The story of Erin and her students was compiled into a bestselling book called The Freedom Writers Diary, which was later translated into a movie. Last year, I had the privilege of attending a video chat session with one of Erin’s former students, where he told us that one of the scenes in the movie was taken almost verbatim from one of his own journal entries in The Freedom Writers Diary. That scene is included below:


**Links to Erin’s TED Talks:

Richard Lavoie: Changing the Way we Look at Learning Disabilities

“It’s okay, I know how you feel.” To most of us, this statement seems innocently empathetic and well-meaning. However, to author and educator Richard Lavoie, uttering this phrase is one of the biggest mistakes that a Special Education teacher can make, and after realizing this, he was inspired to take action to change the way that teachers view and treat children with learning disabilities.

In “How difficult can this be?”, Lavoie hosts an intense, interactive workshop (called “The F.A.T. City Workshop–one of his most well-known seminars) in order to provide individuals with insight into the frustration, anxiety and tension that is encountered by students with learning disabilities each and every school day. Through a series of activities and group discussions, Richard Lavoie offers a wide variety of powerful messages regarding learning disabilities and the Special Education system, many of which are still relevant today.
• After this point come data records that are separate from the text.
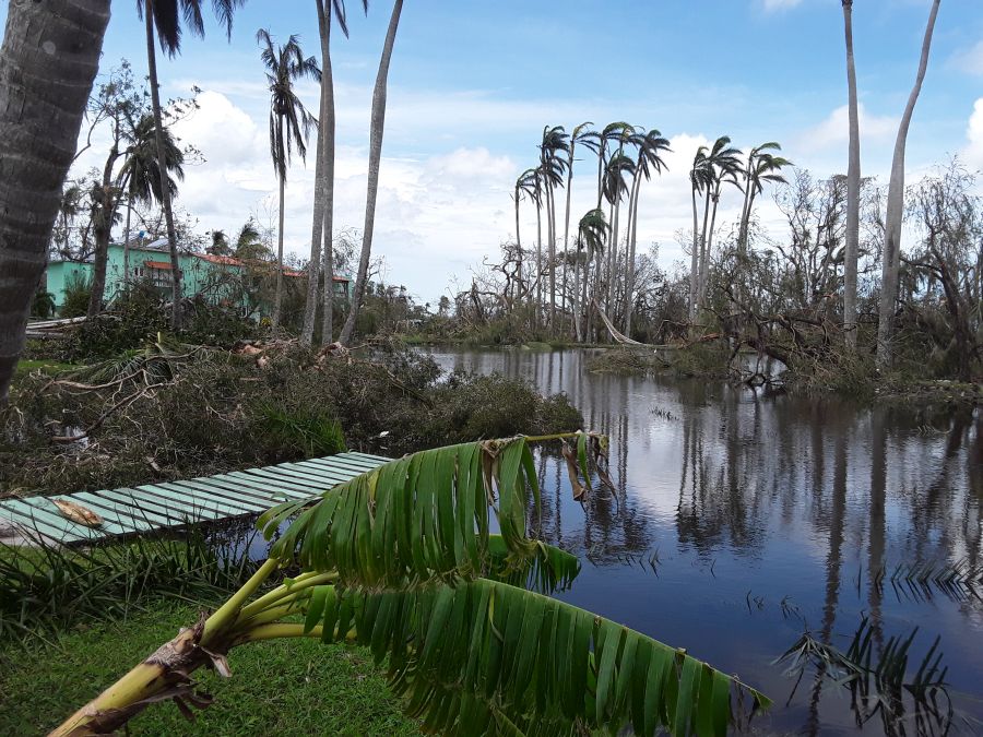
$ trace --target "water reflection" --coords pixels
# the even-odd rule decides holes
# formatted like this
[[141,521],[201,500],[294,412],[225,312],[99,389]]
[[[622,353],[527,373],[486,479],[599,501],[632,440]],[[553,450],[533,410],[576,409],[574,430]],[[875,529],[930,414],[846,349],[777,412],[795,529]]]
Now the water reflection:
[[[983,717],[983,583],[954,595],[896,580],[904,566],[981,570],[979,413],[592,375],[588,353],[433,352],[447,369],[564,391],[611,437],[617,503],[596,495],[581,509],[559,454],[537,459],[542,534],[589,561],[569,601],[778,701],[790,685],[772,662],[803,629],[845,647],[866,615],[879,652],[920,627],[941,638],[956,708]],[[818,679],[757,726],[837,734],[856,722]]]

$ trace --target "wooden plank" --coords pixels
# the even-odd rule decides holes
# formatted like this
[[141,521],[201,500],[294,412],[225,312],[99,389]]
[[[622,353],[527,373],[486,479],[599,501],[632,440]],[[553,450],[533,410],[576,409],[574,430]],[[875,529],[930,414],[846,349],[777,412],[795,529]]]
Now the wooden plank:
[[[334,486],[335,484],[342,484],[355,478],[355,476],[350,476],[331,468],[323,468],[320,466],[305,466],[303,465],[303,463],[281,463],[279,466],[274,467],[277,471],[283,469],[287,473],[303,474],[304,476],[313,478],[324,484],[330,484],[331,486]],[[358,474],[356,474],[356,476]]]
[[74,543],[79,539],[74,535],[66,533],[63,525],[46,524],[32,513],[19,513],[7,506],[0,507],[0,512],[3,514],[3,520],[9,521],[10,525],[15,530],[22,531],[22,534],[26,535],[28,539],[35,536],[40,536],[55,543]]
[[188,524],[191,522],[199,522],[201,520],[208,520],[212,518],[204,518],[198,514],[190,514],[188,512],[181,512],[176,509],[174,504],[169,504],[158,497],[155,497],[150,494],[143,494],[138,489],[104,489],[99,491],[100,496],[104,496],[108,499],[115,499],[123,504],[131,504],[134,509],[144,511],[147,510],[153,512],[153,514],[162,518],[166,518],[169,522],[164,525],[167,527],[176,527],[178,525]]
[[158,523],[141,516],[140,510],[111,499],[97,497],[88,491],[76,491],[70,498],[104,519],[115,520],[121,527],[127,527],[130,532],[147,532],[159,527]]
[[225,499],[230,504],[239,504],[241,507],[245,507],[247,509],[247,513],[265,512],[271,507],[270,502],[265,499],[253,499],[252,497],[248,497],[236,491],[229,491],[226,488],[213,485],[211,482],[173,482],[171,484],[168,484],[168,486],[185,487],[190,491],[190,494],[196,497],[199,494],[204,494],[210,497]]
[[310,461],[297,461],[296,463],[292,463],[291,466],[296,471],[317,473],[324,478],[333,478],[335,484],[344,484],[345,482],[351,482],[353,478],[355,478],[355,476],[352,476],[351,474],[335,471],[333,466],[327,466],[317,463],[313,459],[311,459]]
[[360,455],[362,457],[369,459],[370,461],[381,461],[382,463],[395,461],[395,459],[387,457],[386,455],[374,455],[372,453],[362,453],[359,451],[348,451],[347,453],[342,453],[342,455]]
[[310,495],[306,491],[287,491],[272,487],[270,484],[250,484],[238,478],[228,478],[225,475],[208,476],[205,478],[192,478],[185,484],[208,484],[211,488],[233,495],[234,498],[245,497],[258,503],[272,507],[284,501],[307,499]]
[[232,501],[230,499],[225,499],[217,494],[205,491],[204,489],[194,489],[192,492],[192,489],[179,486],[177,483],[157,483],[153,485],[153,488],[159,489],[163,494],[174,495],[174,497],[181,500],[181,503],[183,504],[209,504],[216,512],[221,512],[222,515],[230,514],[238,516],[239,514],[249,514],[257,511],[257,508],[253,504],[247,504],[242,501]]
[[312,480],[309,478],[304,478],[304,477],[298,478],[297,476],[291,476],[287,474],[279,474],[274,471],[270,471],[269,468],[247,468],[246,471],[244,471],[241,473],[247,474],[252,477],[256,477],[256,478],[259,478],[259,479],[268,479],[268,480],[273,480],[273,482],[287,480],[287,482],[291,482],[298,486],[303,486],[307,489],[310,489],[311,496],[321,494],[321,491],[324,491],[324,489],[325,489],[323,480],[316,482],[316,480]]
[[222,483],[236,484],[238,486],[251,486],[256,489],[272,489],[277,494],[286,494],[295,500],[309,499],[313,491],[307,486],[293,484],[283,479],[258,478],[242,473],[241,471],[233,471],[221,476],[212,476],[212,480],[221,480]]
[[[75,543],[98,537],[88,527],[66,520],[61,514],[25,504],[21,499],[8,499],[3,506],[21,518],[21,526],[33,530],[45,537],[51,537],[62,543]],[[52,506],[54,507],[54,506]],[[57,509],[57,508],[55,508]]]

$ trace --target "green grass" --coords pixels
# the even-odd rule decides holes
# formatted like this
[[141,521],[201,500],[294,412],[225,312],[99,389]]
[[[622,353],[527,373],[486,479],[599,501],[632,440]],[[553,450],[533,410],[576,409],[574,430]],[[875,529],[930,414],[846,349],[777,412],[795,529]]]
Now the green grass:
[[[197,609],[162,602],[126,621],[80,627],[54,644],[0,645],[0,735],[43,735],[112,683]],[[251,643],[229,654],[233,677],[196,674],[215,703],[192,723],[151,705],[133,735],[416,735],[367,651],[312,640]]]

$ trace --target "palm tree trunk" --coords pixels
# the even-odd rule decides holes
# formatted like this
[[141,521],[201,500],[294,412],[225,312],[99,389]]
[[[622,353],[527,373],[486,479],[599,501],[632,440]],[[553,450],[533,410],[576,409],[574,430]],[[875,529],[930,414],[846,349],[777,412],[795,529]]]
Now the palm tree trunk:
[[519,280],[519,284],[517,285],[516,297],[517,301],[522,301],[523,289],[522,289],[522,238],[519,233],[519,188],[516,188],[516,259],[518,259],[518,265],[516,266],[516,276]]
[[843,254],[843,332],[846,346],[856,347],[856,265],[860,255],[860,111],[856,67],[853,60],[853,0],[843,0],[846,37],[846,94],[849,97],[850,153],[846,165],[846,245]]
[[365,283],[368,280],[368,262],[372,253],[372,228],[376,225],[376,197],[379,193],[379,165],[382,158],[382,131],[386,126],[386,84],[389,79],[389,62],[392,60],[392,47],[395,43],[395,33],[400,24],[400,13],[402,10],[403,0],[395,0],[392,5],[392,15],[389,19],[389,29],[386,33],[386,44],[382,47],[382,59],[379,62],[376,87],[372,91],[368,186],[365,203],[365,228],[362,235],[362,255],[358,259],[358,275],[355,280],[355,295],[352,298],[348,318],[345,320],[345,326],[342,329],[341,334],[341,343],[346,346],[352,344],[352,335],[355,332],[355,320],[358,318],[358,307],[365,295]]
[[928,52],[932,48],[932,33],[938,15],[940,0],[932,3],[925,37],[922,40],[922,56],[914,87],[901,116],[898,127],[898,139],[895,142],[895,156],[891,161],[891,179],[888,186],[887,215],[885,218],[884,264],[881,266],[880,316],[877,323],[877,367],[888,368],[891,365],[891,340],[895,333],[895,302],[898,300],[898,274],[901,270],[901,222],[904,217],[904,146],[908,142],[908,129],[915,103],[922,92],[922,82],[928,69]]
[[[573,139],[571,138],[570,139],[570,152],[569,152],[570,165],[567,167],[567,202],[566,202],[566,206],[564,207],[564,281],[560,286],[560,290],[564,294],[564,302],[562,302],[564,304],[564,313],[566,313],[566,311],[567,311],[567,269],[568,269],[568,260],[570,258],[569,257],[569,252],[570,252],[570,188],[573,186],[573,147],[575,147],[575,142],[573,142]],[[576,311],[576,309],[577,309],[577,268],[578,268],[578,265],[579,265],[579,262],[573,265],[573,308],[572,308],[571,312]],[[571,313],[570,317],[573,318],[573,322],[576,323],[577,319],[576,319],[575,314]],[[575,324],[575,326],[573,326],[575,337],[577,337],[577,333],[578,333],[578,329]],[[577,337],[577,340],[579,341],[580,338]]]
[[689,259],[689,321],[696,321],[697,286],[700,270],[700,228],[696,206],[696,187],[692,188],[692,254]]
[[631,313],[635,311],[635,247],[638,242],[638,198],[641,191],[641,177],[633,182],[635,201],[628,202],[628,283],[625,287],[625,335],[631,337]]
[[[318,314],[318,286],[321,281],[321,240],[324,228],[324,150],[328,146],[324,131],[328,120],[327,85],[331,79],[331,55],[328,44],[330,25],[324,13],[323,0],[317,0],[318,34],[321,39],[321,86],[318,103],[318,138],[315,151],[315,194],[310,226],[310,260],[307,262],[307,298],[304,302],[304,325],[300,329],[300,344],[313,343],[313,329]],[[323,320],[323,317],[322,317]]]
[[[321,4],[321,0],[318,0]],[[334,340],[334,74],[331,71],[331,9],[332,3],[321,12],[324,29],[321,34],[321,93],[324,109],[321,110],[320,126],[324,131],[323,141],[323,238],[321,247],[321,274],[324,292],[321,295],[321,345]],[[318,23],[321,23],[321,15]],[[381,144],[380,144],[381,145]]]
[[0,46],[0,404],[24,347],[108,22],[109,0],[8,5]]
[[133,216],[133,192],[127,194],[127,224],[123,228],[123,288],[130,286],[130,224]]
[[273,332],[280,329],[280,311],[283,307],[283,207],[286,177],[280,177],[280,231],[276,234],[276,292],[273,295]]
[[181,266],[177,253],[177,233],[170,207],[170,182],[167,181],[167,156],[164,146],[164,121],[161,116],[161,91],[157,82],[157,49],[154,45],[154,1],[144,0],[143,20],[146,27],[146,68],[151,85],[151,106],[154,112],[154,141],[157,146],[157,169],[161,173],[161,209],[167,225],[167,247],[170,251],[170,326],[181,328]]

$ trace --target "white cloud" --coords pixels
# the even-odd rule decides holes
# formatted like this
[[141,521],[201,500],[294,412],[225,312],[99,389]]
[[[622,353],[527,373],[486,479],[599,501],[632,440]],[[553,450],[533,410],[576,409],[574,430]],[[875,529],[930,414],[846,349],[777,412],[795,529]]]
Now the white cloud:
[[968,74],[983,75],[983,40],[976,41],[975,46],[956,52],[950,59],[950,63],[956,69]]
[[[875,116],[867,112],[863,103],[858,106],[861,146],[868,143],[888,141],[898,132],[899,119],[891,116]],[[796,141],[795,147],[807,153],[825,152],[844,147],[850,140],[849,109],[844,105],[829,114],[827,118]]]
[[791,10],[802,4],[802,0],[761,0],[761,5],[766,12],[774,13],[783,10]]
[[967,161],[973,166],[983,168],[983,97],[973,105],[966,136],[969,139],[964,153]]

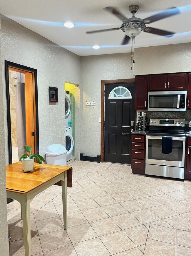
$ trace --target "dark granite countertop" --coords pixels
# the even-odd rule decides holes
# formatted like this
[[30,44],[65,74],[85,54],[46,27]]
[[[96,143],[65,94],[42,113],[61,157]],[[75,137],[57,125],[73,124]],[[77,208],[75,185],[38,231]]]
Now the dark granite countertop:
[[[146,131],[146,130],[144,131],[140,131],[139,130],[135,130],[135,131],[134,131],[133,132],[132,132],[131,133],[132,134],[143,134],[145,135],[146,134],[146,133],[148,132],[148,131]],[[191,135],[191,134],[190,134]]]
The first time that I watched this video, I was in the second year of my undergraduate degree. My education course for that year had started a lecture series on students with special needs, and used this workshop as an introductory tool. I remember just how much Lavoie’s presentation resonated with me, and how shocked I was to realize that many of the problems he points out are still being experienced by many students with learning disabilities. I had the opportunity to watch “How difficult can this be?” recently during my alternative practicum, and I was still as much in awe as I was three years ago. I also took time to watch Lavoie’s follow-up video called “Beyond F.A.T. City,” and found myself incredibly inspired by what  he had to say.

The message in this video is simple, yet crucial for anyone who works with students with learning disabilities: 1) A learning disability isn’t a problem— it is simply a difference in the way one learns, and 2) Learning disabilities are something that children can have, not what they are. In other words, we need to remember that a learning disability is not the defining feature of any kid’s identity. It is merely one component in an incredibly unique and multifaceted child, who is capable of greatness and will thrive when provided with support from compassionate adults and effective instruction. I would recommend both of these videos to just about anyone, and I will certainly be taking Lavoie’s advice with me into my own classroom, in order to minimize anxiety and maximize self-efficacy in my students with special needs.